Contemporary biological markers assess present, or very recent, exposure to fluoride: fluoride concentrations in blood, bone surface, saliva, milk, sweat and urine have been considered. A number of studies relating fluoride concentration in plasma to fluoride dose have been published, but at present there are insufficient data on plasma fluoride concentrations across various age groups to determine the 'usual' concentrations. Although bone contains 99% of the body burden of fluoride, attention has focused on the bone surface as a potential marker of contemporary fluoride exposure. From rather limited data, the ratio surface-to-interior concentration of fluoride may be preferred to whole bone fluoride concentration. Fluoride concentrations in the parotid and submandibular/sublingual ductal saliva follow the plasma fluoride concentration, although at a lower concentration. At present, there are insufficient data to establish a normal range of fluoride concentrations in ductal saliva as a basis for recommending saliva as a marker of fluoride exposure. Sweat and human milk are unsuitable as markers of fluoride exposure. A proportion of ingested fluoride is excreted in urine. Plots of daily urinary fluoride excretion against total daily fluoride intake suggest that daily urinary fluoride excretion is suitable for predicting fluoride intake for groups of people, but not for individuals.
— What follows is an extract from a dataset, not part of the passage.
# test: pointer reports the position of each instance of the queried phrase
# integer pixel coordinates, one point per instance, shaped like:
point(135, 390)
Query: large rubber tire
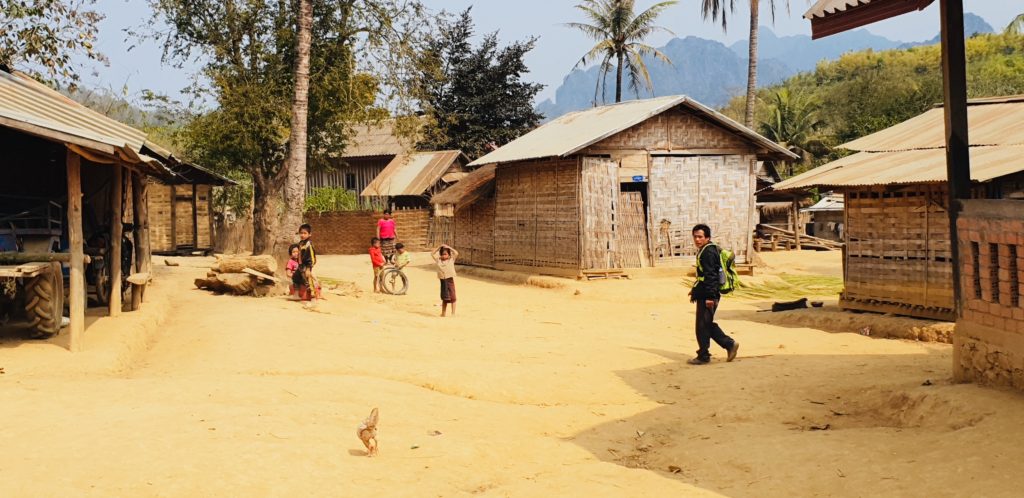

While fluoride concentrations in plasma, saliva and urine have some ability to predict fluoride exposure, present data are insufficient to recommend utilizing fluoride concentrations in these body fluids as biomarkers of contemporary fluoride exposure for individuals. Daily fluoride excretion in urine can be considered a useful biomarker of contemporary fluoride exposure for groups of people, and normal values have been published.

Historical and recent biological markers of exposure to fluoride.

Recent and historical biomarkers assess chronic or subchronic exposure to fluoride. The most studied recent biomarkers are nails and hair. Both can be non-invasively obtained, although collection of nails is more accepted by the subjects. External contamination may be a problem for both biomarkers and still needs to be better evaluated. Nails have been more extensively studied. Although the available knowledge does not allow their use as predictors of dental fluorosis by individual subjects, since reference values of fluoride have not yet been established, they have a strong potential for use in epidemiological surveys. Toenails should be preferred instead of fingernails, and variables that are known to affect nail fluoride concentrations - such as age, gender and geographical area - should be considered. The main historical biomarkers that could indicate total fluoride body burden are bone and dentin. Of these, bone is more studied, but its fluoride concentrations vary according to the type of bone and subjects' age and gender. They are also influenced by genetic background, renal function and remodeling rate, variables that complicate the establishment of a normal range of fluoride levels in bone that could indicate 'desirable' exposure to fluoride. The main issue when attempting to use bone as biomarker of fluoride exposure is the difficulty and invasiveness of sample collection. In this aspect, collection of dentin, especially from 3rd molars that are commonly extracted, is advantageous. However, mean values also span a wide range and reference concentrations have not been published yet.